Par un arrêt publié au Bulletin en date du 27 septembre 2023, la chambre sociale de la Cour de cassation a rendu une décision afférente au licenciement d’un salarié peu après la naissance de son enfant.

En l’espèce, le salarié avait été embauché en qualité de responsable commercial.

Son employeur l’a licencié pour cause réelle et sérieuse le 24 janvier 2018, soit, précisément, deux semaines après la naissance de son enfant le 10 janvier 2018.

Le salarié licencié a saisi le Conseil de prud’hommes, estimant que son licenciement était nul en application de l’article L. 1225-4-1 du Code du travail, lequel dispose, pour mémoire :

« Aucun employeur ne peut rompre le contrat de travail d’un salarié pendant les dix semaines suivant la naissance de son enfant.

Toutefois, l’employeur peut rompre le contrat s’il justifie d’une faute grave de l’intéressé ou de son impossibilité de maintenir ce contrat pour un motif étranger à l’arrivée de l’enfant ».

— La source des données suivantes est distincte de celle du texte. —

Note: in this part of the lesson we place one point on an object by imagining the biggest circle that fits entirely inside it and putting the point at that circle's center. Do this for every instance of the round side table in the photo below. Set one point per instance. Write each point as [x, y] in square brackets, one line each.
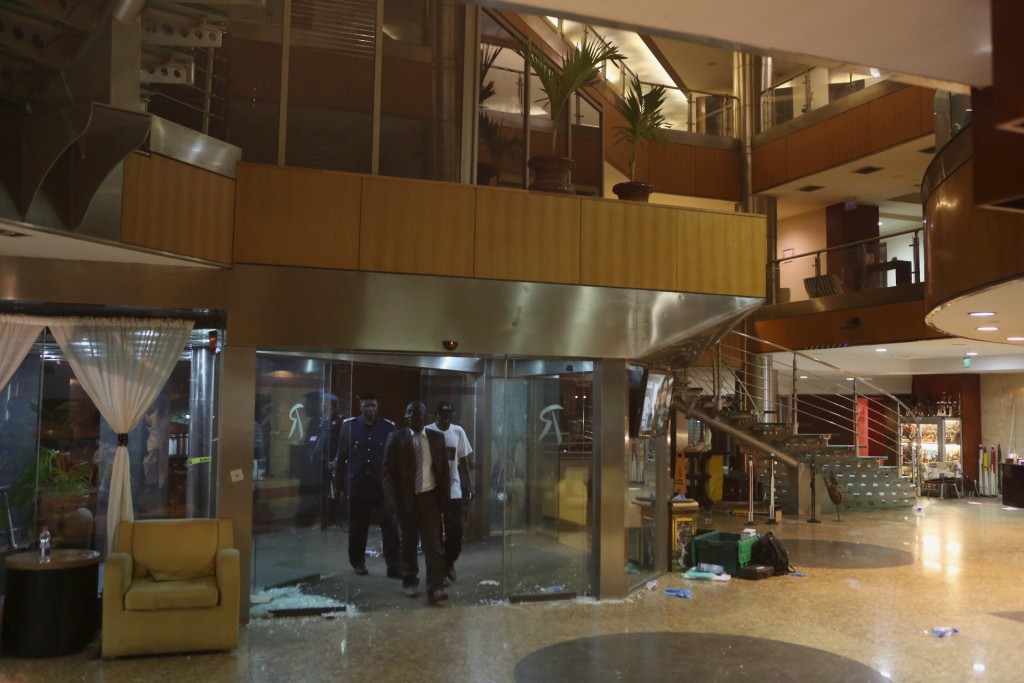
[50, 608]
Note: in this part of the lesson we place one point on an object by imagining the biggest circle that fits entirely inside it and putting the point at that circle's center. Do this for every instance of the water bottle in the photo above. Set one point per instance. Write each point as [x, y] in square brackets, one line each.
[944, 631]
[44, 545]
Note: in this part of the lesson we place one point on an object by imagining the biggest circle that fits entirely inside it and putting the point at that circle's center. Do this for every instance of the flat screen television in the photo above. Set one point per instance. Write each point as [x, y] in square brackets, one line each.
[656, 403]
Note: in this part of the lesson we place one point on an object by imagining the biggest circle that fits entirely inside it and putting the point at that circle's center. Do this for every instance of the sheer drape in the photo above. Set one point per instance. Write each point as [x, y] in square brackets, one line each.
[122, 364]
[17, 333]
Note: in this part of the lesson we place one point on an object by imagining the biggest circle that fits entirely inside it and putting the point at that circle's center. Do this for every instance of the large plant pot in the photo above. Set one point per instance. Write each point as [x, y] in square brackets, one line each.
[633, 191]
[69, 517]
[551, 174]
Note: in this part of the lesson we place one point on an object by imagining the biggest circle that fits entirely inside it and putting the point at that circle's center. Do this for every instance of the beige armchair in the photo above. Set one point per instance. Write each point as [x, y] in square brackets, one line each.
[171, 586]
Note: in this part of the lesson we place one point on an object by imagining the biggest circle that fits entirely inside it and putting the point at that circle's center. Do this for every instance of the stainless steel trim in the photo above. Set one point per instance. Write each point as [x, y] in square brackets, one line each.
[190, 146]
[953, 154]
[306, 308]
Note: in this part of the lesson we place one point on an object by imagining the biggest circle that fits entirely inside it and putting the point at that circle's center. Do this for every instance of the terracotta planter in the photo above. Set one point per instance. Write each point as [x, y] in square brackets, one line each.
[633, 191]
[551, 174]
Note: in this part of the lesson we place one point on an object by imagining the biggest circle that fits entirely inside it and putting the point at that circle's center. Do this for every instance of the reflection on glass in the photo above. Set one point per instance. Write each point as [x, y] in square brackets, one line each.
[56, 452]
[547, 430]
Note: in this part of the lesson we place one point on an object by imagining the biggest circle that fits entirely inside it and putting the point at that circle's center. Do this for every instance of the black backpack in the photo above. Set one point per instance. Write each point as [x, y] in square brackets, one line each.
[768, 550]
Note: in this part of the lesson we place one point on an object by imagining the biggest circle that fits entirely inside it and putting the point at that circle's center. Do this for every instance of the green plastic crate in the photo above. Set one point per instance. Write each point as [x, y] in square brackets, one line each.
[729, 550]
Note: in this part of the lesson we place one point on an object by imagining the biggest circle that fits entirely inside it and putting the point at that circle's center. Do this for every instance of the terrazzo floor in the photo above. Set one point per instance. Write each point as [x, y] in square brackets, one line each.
[868, 592]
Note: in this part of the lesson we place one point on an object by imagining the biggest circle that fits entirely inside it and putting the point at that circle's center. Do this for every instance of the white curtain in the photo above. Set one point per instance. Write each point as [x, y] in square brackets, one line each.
[17, 333]
[122, 364]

N’ayant pas invoqué de faute grave, l’employeur a tenté d’exposer aux juges du fond que les manquements professionnels objectifs de son employé, incompatibles avec ses fonctions, étaient tels que le maintien du contrat de travail était impossible.

Sans surprise, cet argumentaire n’a pas convaincu les juges du fond.

La Cour d’appel a condamné l’employeur à payer au salarié diverses sommes à titre de complément d’indemnité compensatrice de préavis, de congés payés afférents, de dommages-intérêts pour exécution déloyale du contrat de travail, de rappel d’indemnité de licenciement et de dommages-intérêts pour licenciement nul.

La Cour de cassation a par la suite rejeté le pourvoi dont l’avait saisie l’employeur à l’encontre de cet arrêt.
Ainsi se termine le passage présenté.